Dark day as duck shooting is given the green light in SA

February 02, 2024

RSPCA South Australia is deeply aggrieved that the South Australian government has ignored public opinion to allow yet another season of duck shooting – where native waterbirds will be sprayed with shotgun pellets, chased by dogs, wounded and left to die slowly.

The recreational activity – which is banned due to welfare concerns in NSW, Queensland and Western Australia – will begin in South Australia on Saturday 16 March and finish on Sunday 30 June. During those three and a half months, hunters will be permitted to shoot seven species and take a maximum of ten ducks per day.

RSPCA South Australia’s Animal Welfare Advocate Dr Rebekah Eyers said the community expects all animals killed for food to be killed promptly and humanely, with no wounding and no animals escaping wounded to die slowly. This is possible in an abattoir and with rifles used by skilled shooters, because rifles fire a single bullet, but is impossible when shooting flying birds with shotguns.

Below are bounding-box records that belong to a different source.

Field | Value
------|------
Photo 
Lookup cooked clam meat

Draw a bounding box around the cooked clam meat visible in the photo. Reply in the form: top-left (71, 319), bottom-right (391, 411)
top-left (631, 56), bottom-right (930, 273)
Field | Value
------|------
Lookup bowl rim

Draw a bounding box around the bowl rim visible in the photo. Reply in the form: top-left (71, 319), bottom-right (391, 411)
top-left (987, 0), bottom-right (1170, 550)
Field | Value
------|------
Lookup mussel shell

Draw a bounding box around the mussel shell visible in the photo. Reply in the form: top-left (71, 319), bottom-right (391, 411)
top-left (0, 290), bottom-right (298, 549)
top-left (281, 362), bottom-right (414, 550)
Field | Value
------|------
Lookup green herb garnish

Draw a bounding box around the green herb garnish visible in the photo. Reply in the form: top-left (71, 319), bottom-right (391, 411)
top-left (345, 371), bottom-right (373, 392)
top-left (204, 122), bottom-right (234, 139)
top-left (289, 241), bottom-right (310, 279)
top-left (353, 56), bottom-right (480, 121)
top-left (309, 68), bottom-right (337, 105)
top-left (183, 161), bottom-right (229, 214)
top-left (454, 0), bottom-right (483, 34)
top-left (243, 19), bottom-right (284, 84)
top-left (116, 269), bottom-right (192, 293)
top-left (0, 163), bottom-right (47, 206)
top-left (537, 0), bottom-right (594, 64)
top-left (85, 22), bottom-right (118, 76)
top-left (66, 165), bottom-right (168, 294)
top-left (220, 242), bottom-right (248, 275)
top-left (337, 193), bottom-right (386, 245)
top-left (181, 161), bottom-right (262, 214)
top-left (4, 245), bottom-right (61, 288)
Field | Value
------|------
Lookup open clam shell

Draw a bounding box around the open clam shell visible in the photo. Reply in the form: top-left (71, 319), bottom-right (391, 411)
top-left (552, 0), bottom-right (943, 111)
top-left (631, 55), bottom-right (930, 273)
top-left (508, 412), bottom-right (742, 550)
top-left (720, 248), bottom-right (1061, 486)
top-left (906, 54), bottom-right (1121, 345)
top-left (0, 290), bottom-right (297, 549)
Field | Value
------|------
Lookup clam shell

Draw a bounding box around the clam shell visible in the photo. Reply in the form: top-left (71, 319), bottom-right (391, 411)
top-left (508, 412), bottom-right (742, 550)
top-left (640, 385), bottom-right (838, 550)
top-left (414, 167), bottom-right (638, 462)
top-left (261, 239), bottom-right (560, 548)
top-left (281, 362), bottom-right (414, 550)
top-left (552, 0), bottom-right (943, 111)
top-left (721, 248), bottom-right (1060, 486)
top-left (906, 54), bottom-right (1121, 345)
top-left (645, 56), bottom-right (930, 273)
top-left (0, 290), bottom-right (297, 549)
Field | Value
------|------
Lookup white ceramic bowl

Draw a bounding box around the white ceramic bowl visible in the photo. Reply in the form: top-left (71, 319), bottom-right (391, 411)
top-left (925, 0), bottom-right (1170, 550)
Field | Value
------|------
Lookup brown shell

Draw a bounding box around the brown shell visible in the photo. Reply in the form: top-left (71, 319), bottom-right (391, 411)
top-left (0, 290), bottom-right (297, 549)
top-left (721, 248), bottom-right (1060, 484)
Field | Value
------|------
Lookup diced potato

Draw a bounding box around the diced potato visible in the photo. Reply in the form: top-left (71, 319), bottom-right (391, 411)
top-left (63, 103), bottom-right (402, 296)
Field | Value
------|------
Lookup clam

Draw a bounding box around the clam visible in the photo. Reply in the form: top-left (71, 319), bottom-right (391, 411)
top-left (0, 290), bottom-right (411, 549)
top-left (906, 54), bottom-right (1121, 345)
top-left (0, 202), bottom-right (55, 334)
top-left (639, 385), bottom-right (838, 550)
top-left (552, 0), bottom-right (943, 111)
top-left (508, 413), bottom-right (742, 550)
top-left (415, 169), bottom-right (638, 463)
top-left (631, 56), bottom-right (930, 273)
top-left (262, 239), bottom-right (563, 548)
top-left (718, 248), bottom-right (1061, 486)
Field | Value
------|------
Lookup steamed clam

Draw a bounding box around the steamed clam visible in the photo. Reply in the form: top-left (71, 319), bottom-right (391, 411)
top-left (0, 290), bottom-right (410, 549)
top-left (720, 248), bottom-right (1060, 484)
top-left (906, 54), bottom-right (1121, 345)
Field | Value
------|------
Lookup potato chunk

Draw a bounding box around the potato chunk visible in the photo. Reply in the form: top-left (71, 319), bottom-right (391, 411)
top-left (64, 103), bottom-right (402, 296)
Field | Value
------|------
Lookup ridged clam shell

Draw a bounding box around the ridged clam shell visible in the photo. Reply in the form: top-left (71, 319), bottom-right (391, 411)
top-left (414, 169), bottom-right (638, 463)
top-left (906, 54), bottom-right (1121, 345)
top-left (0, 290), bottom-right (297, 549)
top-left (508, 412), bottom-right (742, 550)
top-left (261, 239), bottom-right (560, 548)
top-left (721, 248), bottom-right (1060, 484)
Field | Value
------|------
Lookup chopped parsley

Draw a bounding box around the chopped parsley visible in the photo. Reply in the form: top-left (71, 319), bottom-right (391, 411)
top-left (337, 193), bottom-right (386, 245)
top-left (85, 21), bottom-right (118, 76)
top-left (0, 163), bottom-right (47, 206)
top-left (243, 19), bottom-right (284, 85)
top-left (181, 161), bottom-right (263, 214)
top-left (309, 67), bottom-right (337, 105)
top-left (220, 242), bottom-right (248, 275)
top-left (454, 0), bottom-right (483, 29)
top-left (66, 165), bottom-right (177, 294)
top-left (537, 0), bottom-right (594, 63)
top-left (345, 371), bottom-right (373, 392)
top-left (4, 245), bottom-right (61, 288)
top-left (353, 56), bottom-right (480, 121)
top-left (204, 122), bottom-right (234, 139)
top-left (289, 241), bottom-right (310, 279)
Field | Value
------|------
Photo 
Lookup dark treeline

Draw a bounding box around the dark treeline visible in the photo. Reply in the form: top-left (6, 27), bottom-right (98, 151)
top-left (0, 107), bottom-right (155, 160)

“What we have ahead now is yet another hunting season where ducks will fall from the sky after being hit by shotgun pellets, fearful and gasping for air, with those that are retrieved having their necks twirled in circles by shooters in their clumsy efforts to kill them, before dumping their wounded, twisted bodies on piles without checking for signs of death,” Dr Eyers said.

“This is what we saw happening repeatedly in footage taken on the opening day of the duck shooting season in South Australia last year, and we can expect to see it all again.

“And again wounded birds that aren’t retrieved will be left to die slowly by starvation, infection, predation or dehydration.”

In its final report released in December, the Select Committee that conducted the inquiry into duck hunting found that:

  • Compliance with hunting and animal welfare laws was difficult to police due to the vast areas where native bird hunting takes place (in recommending a ban, the Victorian report into duck hunting released in August 2023 found that compliance monitoring was “a near impossible task”.)
  • Hunting caused unacceptable risks to public safety due to hunters being unaware of the presence of tourists and protesters.
  • Shotgun litter left in wetland habitats by hunters is unacceptably high.

“It’s perplexing that the report recognised shotguns inevitably wound birds, hunting is difficult to police, poses safety risks to non-hunters and litters wetlands – but still, the majority of committee members stood on the side of hunters in recommending the activity be allowed to continue,” Dr Eyers said.

RSPCA SA has no faith that the Select Committee’s recommendations will address the welfare issues with duck hunting and is calling on the State Government to reverse its decision, in order to meet community expectations for an end to this inhumane recreational activity. Recent polls conducted by credible polling organisations consistently show most South Australians want duck hunting banned, and feedback to the government’s review of the state’s Animal Welfare Act found community demand to ban duck hunting was amongst its strongest feedback.

“The wounding cannot be eliminated, no matter how many taxpayer dollars are used to improve compliance, because the simple fact is that shotguns do not kill cleanly,” Dr Eyers said.


 Background Information

The 2024 duck hunt season in SA is scheduled to run from Saturday 16 March to Sunday 30 June. It will allow the shooting of seven duck species:  grey teal, chestnut teal, Pacific black duck, Australian shelduck (mountain duck), maned (wood) duck, pink-eared duck and hardhead. (The pink-eared duck and hardhead duck were not permitted species in the 2023 season.)

Individual shooters are permitted to (kill) and ‘bag’ ten ducks each per day, which is two more than last year. These ‘bag’ quotas do not include the significant number of birds that shooters are likely to injure whilst attempting to kill and bag ten ducks.

Australian research estimates at least 1 in 4 birds hit will be injured, not killed outright. Many of these will escape and drown or die slowly from starvation, infection, predation or dehydration.  This figure is likely to be an underestimate of wounding because it does not include the ducks that fly on with embedded shotgun pellets, to die later.

This figure also does not include the number of shot, wounded ducks retrieved by hunters who suffer a prolonged, painful death, due to shooters’ failure to promptly retrieve and kill them by an approved humane method or to check for signs of death before abandoning the ducks they have shot.